Effects of Biochar on Soil Microbial Communities and Nitrogen Cycling in Two California Nutrient Management Systems.

Substantial biochar research has elucidated that biochar amendment to soils can influence microbially mediated nutrient cycling. Increases in microbial abundance and plant-available nutrients have been reported after biochar application, particularly in more nutrient-poor, acidic soils in tropical regions. There is less known about how biochar affects microbial and nutrient dynamics in more higher fertility soils of temperate regions, such as those in California. A field experiment was established in May 2012 at the Russell Ranch Sustainable Agriculture Facility in Davis, CA. Russell Ranch’s design provides a unique opportunity to analyze and compare cropping and management systems in the long-term and at an applicable farming scale. The experiment is in a RCBD with 2x2 factorial treatments of fertilizer type—either mineral fertilizer or composted poultry litter—and biochar amendment of either 0 or 10 t ha^-1, equivalent to approximately 0.5% (w:w). The biochar used in this study is produced locally from walnut shells through gasification at 900°C and was applied once to a depth of 15cm when the experiment was established. The plots have been planted in a tomato-corn rotation. Soil sample cores from 0-30cm were collected over several time points in summers 2013 and 2014 during corn and tomato growing seasons, respectively. Phospholipid fatty acid analysis (PLFA) was used to evaluate changes to soil microbial community composition as a result of biochar application.
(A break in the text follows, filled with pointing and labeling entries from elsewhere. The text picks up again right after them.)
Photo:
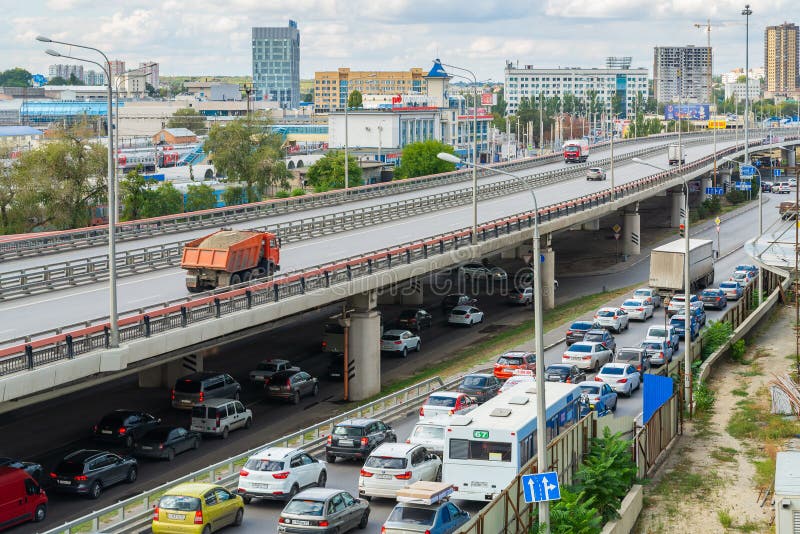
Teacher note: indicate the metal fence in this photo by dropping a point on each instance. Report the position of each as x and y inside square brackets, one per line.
[135, 513]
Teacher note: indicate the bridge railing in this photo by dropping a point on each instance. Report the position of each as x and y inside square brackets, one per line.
[70, 341]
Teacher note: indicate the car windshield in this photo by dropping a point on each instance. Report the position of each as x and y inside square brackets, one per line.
[304, 507]
[181, 503]
[447, 402]
[263, 464]
[385, 462]
[474, 381]
[349, 431]
[412, 515]
[428, 432]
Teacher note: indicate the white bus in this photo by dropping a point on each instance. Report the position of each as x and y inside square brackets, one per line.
[486, 448]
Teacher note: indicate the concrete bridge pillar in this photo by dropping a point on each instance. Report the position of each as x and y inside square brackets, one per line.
[631, 231]
[364, 346]
[166, 374]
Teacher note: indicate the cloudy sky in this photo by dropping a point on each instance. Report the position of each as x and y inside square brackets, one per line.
[213, 37]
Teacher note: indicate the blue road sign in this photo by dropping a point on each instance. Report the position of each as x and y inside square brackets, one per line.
[747, 170]
[541, 487]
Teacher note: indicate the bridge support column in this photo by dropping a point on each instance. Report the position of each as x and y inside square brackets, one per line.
[631, 231]
[364, 346]
[677, 208]
[166, 374]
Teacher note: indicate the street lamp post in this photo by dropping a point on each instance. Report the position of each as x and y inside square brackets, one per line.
[541, 423]
[474, 150]
[687, 283]
[113, 318]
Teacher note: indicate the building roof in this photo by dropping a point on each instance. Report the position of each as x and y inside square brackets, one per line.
[180, 132]
[14, 131]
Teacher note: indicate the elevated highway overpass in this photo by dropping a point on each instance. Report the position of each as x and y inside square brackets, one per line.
[318, 271]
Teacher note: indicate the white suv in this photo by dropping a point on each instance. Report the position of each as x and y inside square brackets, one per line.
[393, 466]
[279, 473]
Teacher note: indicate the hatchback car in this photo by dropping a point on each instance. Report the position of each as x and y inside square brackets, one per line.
[279, 473]
[356, 438]
[291, 386]
[622, 377]
[577, 330]
[326, 510]
[563, 372]
[614, 319]
[587, 355]
[480, 386]
[732, 289]
[89, 472]
[595, 173]
[465, 315]
[164, 442]
[446, 403]
[714, 298]
[639, 309]
[400, 342]
[195, 507]
[510, 361]
[124, 427]
[391, 467]
[415, 319]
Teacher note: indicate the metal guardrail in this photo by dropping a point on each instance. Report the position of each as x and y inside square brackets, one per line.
[135, 513]
[51, 242]
[72, 340]
[24, 282]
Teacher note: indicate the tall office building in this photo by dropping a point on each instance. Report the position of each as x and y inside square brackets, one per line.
[276, 64]
[682, 73]
[781, 59]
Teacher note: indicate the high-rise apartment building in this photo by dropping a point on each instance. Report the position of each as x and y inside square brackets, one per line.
[332, 87]
[682, 73]
[276, 64]
[781, 59]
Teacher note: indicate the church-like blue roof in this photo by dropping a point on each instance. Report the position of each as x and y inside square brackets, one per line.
[437, 71]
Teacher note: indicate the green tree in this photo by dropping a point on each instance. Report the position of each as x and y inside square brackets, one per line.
[200, 197]
[419, 159]
[188, 118]
[355, 100]
[328, 172]
[16, 77]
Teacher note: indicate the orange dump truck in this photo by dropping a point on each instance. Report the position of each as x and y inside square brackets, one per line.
[229, 257]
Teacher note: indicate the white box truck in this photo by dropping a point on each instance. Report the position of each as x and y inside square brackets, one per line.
[666, 266]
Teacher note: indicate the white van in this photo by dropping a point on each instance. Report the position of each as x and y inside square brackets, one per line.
[220, 416]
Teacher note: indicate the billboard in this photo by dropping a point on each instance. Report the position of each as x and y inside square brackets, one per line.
[697, 112]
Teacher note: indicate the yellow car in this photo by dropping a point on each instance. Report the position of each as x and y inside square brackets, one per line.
[197, 509]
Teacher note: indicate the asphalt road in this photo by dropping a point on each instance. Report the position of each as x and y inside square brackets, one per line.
[31, 433]
[56, 309]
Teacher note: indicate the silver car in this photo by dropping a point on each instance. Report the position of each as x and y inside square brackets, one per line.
[323, 510]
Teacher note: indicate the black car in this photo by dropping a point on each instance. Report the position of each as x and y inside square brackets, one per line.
[480, 386]
[291, 385]
[166, 441]
[564, 372]
[124, 427]
[415, 319]
[33, 469]
[89, 472]
[456, 299]
[356, 438]
[577, 330]
[601, 335]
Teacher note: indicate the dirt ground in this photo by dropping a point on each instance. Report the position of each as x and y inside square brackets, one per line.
[712, 481]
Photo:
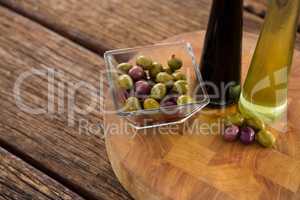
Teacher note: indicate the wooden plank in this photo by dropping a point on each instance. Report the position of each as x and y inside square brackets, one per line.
[108, 24]
[20, 181]
[76, 158]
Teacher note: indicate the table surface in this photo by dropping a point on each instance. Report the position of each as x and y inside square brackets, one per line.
[60, 154]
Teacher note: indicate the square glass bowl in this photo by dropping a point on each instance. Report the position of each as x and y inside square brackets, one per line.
[160, 53]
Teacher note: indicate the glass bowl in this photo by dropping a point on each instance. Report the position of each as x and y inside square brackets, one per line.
[160, 53]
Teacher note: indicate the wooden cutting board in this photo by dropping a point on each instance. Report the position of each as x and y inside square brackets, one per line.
[185, 163]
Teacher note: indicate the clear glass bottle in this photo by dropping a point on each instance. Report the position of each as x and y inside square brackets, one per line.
[265, 90]
[221, 57]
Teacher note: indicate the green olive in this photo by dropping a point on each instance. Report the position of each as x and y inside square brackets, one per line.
[156, 68]
[181, 87]
[159, 91]
[265, 138]
[236, 119]
[132, 104]
[256, 123]
[125, 67]
[125, 82]
[184, 99]
[175, 63]
[144, 62]
[179, 76]
[150, 104]
[164, 77]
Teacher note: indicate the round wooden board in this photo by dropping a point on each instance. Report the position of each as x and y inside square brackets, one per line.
[158, 164]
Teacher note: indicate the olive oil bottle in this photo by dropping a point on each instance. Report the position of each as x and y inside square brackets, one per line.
[265, 89]
[221, 57]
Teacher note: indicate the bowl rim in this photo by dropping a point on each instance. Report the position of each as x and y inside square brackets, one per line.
[188, 47]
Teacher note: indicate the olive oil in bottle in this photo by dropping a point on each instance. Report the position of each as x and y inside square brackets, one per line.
[265, 89]
[221, 57]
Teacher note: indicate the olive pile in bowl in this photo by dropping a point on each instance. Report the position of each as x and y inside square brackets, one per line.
[155, 85]
[148, 85]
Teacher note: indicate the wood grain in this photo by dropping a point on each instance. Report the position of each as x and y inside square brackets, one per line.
[192, 163]
[19, 181]
[110, 24]
[77, 159]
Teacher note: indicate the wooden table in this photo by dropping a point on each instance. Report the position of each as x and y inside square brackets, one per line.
[47, 155]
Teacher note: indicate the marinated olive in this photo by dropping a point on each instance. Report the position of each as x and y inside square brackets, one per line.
[151, 103]
[125, 82]
[155, 70]
[164, 77]
[169, 101]
[175, 63]
[142, 88]
[179, 76]
[125, 67]
[256, 123]
[137, 73]
[132, 104]
[181, 87]
[235, 92]
[231, 133]
[184, 99]
[158, 91]
[247, 135]
[236, 119]
[144, 62]
[265, 138]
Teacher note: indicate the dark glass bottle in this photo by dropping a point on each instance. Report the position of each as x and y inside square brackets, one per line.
[221, 58]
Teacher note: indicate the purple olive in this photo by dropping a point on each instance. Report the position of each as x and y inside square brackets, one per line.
[142, 88]
[231, 133]
[170, 100]
[247, 135]
[137, 73]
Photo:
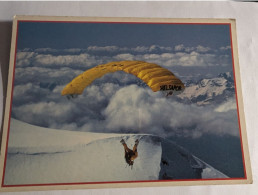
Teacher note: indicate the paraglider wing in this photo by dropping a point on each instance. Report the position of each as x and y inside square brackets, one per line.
[156, 77]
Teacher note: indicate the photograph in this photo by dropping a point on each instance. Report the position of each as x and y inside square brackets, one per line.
[117, 101]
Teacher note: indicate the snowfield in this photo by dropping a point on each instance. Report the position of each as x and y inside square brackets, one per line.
[39, 155]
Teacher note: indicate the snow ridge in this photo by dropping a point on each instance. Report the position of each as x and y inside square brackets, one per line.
[57, 156]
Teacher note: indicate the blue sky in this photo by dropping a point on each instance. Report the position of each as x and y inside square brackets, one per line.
[81, 35]
[51, 54]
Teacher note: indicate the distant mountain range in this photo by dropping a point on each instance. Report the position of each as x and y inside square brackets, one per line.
[208, 91]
In addition, quantitative PCR (qPCR) was used to analyze how biochar affects the abundance of bacterial and archaeal 16s rRNA genes and nitrogen (N) cycling genes amoA, nirK, nirS, and nosZ. In conjunction with this assessment of nitrifier and denitrifier microbial communities, the effects of the biochar-fertilizer treatments on N transformation dynamics was examined. Exchangeable nitrate and ammonium-N concentrations were analyzed on all soil samples, and potentially mineralizable N (PMN) was assessed by measuring ammonium production over the course of an anaerobic incubation. Total carbon (C) and N, pH, dissolved organic C, and exchangeable cations (Ca, K, Mg, Na) were also measured on soil samples, and crop yield and quality were assessed at the end of each growing season.